Why do I need to transpose? To make long story short - because I have external data in a wrong format. To be more precise: I have a data that are in the "wide" format, eg.:

data wide;
input id sales2010 sales2011 no_cust2010 no_cust2011;
datalines;
1 100 110 10 15
2 200 210 20 25
;
run;

What I need is a data in the "long" format (panel dataset):

data long;
input id year sales no_cust;
datalines;
1 2010 100 10
1 2011 110 15
2 2010 200 20
2 2011 210 25
;
run;

 

To do this I need to transpose the original dataset.

 

The original datasest are quite big (around 20 thousand records an around 1 thousand variables each), so don't even think about combining them

 

 

But apart from my motivation - why is creating a macro variable inside a macro via proc sql does not work in my code?

ballardw
Super User

1) If you are going to code macros then you need to learn to use Options MPRINT and SYMBOLGEN to examine code generated by your macro

 

2) You also need to pay very close attention to choice of quote marks in code:

memname='%scan(&dslist,&i)'

Use of single quotes means that the macro functions and variables inside the quotes to NOT resolve.
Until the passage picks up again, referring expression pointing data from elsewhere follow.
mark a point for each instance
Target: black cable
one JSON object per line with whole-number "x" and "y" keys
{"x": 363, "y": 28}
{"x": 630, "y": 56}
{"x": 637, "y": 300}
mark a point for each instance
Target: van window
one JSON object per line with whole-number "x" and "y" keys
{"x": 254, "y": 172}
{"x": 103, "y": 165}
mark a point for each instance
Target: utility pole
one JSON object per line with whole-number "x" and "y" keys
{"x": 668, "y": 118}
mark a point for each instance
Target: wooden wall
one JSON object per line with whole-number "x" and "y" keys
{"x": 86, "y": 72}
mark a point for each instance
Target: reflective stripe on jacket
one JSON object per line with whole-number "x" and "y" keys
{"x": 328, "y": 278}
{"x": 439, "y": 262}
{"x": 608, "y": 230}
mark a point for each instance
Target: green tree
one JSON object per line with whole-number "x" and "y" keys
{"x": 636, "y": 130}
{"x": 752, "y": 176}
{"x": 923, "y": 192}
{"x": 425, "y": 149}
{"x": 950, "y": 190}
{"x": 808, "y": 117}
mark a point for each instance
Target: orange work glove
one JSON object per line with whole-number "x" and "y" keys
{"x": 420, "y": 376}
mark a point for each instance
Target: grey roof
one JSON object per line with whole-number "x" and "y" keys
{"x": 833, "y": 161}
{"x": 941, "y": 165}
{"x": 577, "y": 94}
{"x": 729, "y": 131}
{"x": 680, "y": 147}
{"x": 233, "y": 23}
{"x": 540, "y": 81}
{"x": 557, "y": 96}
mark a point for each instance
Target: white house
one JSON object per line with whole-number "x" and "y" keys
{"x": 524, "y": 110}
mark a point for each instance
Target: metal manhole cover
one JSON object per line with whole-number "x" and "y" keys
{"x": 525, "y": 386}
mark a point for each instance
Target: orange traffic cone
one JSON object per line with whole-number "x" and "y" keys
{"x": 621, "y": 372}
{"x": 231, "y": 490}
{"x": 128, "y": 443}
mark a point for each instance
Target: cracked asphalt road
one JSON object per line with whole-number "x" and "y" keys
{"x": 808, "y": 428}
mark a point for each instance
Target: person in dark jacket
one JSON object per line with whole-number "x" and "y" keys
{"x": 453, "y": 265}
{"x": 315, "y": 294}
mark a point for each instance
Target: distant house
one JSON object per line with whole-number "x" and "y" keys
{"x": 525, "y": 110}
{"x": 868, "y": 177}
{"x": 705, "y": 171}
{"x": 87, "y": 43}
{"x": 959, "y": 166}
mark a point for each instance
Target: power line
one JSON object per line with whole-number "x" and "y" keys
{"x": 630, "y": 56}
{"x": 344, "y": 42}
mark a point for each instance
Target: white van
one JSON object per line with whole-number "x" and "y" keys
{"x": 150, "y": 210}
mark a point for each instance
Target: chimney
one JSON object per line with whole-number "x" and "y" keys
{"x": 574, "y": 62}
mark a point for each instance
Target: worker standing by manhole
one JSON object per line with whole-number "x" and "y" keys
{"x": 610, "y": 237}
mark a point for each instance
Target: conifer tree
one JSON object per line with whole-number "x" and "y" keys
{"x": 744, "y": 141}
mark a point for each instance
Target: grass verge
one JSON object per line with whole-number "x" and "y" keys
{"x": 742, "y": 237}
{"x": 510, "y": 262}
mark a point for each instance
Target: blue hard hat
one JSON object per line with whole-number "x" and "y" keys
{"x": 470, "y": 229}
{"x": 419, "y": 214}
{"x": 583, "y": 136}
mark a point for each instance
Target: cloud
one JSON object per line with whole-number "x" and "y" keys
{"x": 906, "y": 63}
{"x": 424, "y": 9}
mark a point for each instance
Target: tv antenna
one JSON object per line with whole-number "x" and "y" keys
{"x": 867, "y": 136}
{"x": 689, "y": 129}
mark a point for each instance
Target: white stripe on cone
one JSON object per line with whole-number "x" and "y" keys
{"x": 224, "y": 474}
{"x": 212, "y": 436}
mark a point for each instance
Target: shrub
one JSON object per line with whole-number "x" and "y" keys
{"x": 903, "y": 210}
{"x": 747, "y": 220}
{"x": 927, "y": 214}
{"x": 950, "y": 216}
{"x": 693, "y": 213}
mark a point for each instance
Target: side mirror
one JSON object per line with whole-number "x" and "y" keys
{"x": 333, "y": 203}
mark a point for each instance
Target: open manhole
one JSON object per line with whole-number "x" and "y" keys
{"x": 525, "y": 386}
Your log should have shown you a number of messages about 0 records selected from dictionary.columns.

Try

memname= "%scan(&dslist,&i)"

 

But I think that creating a separate macro variable
   %let Dname = %scan(&dslist,&i);

before the second proc sql call.

and using &Dname instead of repeated calls to %scan(&dslist,&i) might be a more robust choice in the future since you are using the same call 4 different places.

 

chris2377
Quartz | Level 8

Thank you. After changing quotation marks from ' to " everything works.

 

I missed the option symbolgen, thanks for pointing this out.